Speaker: Dr. Jane Butterfield
Title: Geometrical Proofs Across Cultures
Abstract: You might have heard that it’s impossible to square a circle, but did you know that it is also impossible to trisect an angle? What does any of that really mean, and under what circumstances is it really true? We will explore three different paradigms of geometrical constructions, starting from the Śulbasūtras of Ancient India, moving through Euclid’s axioms, and finally adding the more recent Origami axioms.

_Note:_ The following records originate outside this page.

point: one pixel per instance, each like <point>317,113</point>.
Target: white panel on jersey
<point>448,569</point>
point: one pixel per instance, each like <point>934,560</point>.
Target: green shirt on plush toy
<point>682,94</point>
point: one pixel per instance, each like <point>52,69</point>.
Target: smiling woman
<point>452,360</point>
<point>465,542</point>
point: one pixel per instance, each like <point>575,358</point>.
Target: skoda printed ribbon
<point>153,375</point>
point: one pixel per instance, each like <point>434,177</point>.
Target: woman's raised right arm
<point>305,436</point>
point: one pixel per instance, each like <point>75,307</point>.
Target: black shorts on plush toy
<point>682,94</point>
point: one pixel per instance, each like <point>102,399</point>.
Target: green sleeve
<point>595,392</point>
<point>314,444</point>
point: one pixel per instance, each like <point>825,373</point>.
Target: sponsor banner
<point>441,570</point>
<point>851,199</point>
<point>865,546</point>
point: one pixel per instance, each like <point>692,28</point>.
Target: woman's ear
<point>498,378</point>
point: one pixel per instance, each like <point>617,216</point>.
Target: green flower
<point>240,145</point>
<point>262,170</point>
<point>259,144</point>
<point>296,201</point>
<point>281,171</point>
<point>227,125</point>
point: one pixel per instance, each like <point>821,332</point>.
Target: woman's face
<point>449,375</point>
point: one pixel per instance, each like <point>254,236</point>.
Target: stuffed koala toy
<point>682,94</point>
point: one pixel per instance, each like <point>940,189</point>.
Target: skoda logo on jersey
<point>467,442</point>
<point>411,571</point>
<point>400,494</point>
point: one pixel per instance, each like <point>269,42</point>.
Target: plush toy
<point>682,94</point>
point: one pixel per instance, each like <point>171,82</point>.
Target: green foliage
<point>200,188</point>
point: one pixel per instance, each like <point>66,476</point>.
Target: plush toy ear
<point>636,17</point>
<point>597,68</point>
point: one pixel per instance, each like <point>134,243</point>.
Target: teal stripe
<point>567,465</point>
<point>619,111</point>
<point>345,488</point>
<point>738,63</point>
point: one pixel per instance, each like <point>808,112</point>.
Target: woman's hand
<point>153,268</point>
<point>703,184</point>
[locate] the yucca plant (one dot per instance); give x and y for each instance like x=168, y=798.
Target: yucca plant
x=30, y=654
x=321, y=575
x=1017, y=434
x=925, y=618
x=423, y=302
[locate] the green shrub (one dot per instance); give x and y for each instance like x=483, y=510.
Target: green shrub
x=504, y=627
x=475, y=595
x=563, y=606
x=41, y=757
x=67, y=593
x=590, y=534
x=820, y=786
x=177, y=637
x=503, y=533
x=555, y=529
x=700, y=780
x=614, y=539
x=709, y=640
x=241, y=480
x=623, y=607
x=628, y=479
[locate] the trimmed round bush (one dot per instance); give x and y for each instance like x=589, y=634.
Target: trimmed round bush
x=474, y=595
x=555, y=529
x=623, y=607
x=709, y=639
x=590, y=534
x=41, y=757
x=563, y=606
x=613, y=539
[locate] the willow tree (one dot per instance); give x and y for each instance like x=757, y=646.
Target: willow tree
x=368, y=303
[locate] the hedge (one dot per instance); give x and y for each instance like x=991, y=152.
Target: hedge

Bio: Jane Butterfield studies graph theory and math education, and has given numerous talks on graph theory and combinatorics to many different audiences and age ranges. While her PhD research was in extremal graph theory, Jane also enjoys topological graph theory, Ramsey games, and pursuit games on graphs. She spent two years teaching calculus to talented high school students for the Math Center for Educational Programs at the University of Minnesota, and is now an Associate Teaching Professor at the University of Victoria. At UVic, Jane manages the Math & Stats Assistance Centre. Because of the US & Canadian spelling differences, this means she has worked for both a Center and a Centre!
Speaker: Dr. Audrey Yap
Title: Philosophy of Mathematics
Abstract/Bio: I’m an Associate Professor in the philosophy department, and have worked in logic, the history and philosophy of math, and feminist philosophy. I wanted to study logic and philosophy of math in grad school mostly because I love that, in logic and math, you can actually have a right answer. The problem is, when you study too much philosophy, you start to worry about whether those answers are *really* right after all. In this session, I will talk about the philosophy of math, including some of the questions people have had over the years about what math is all about, and why we even think it works.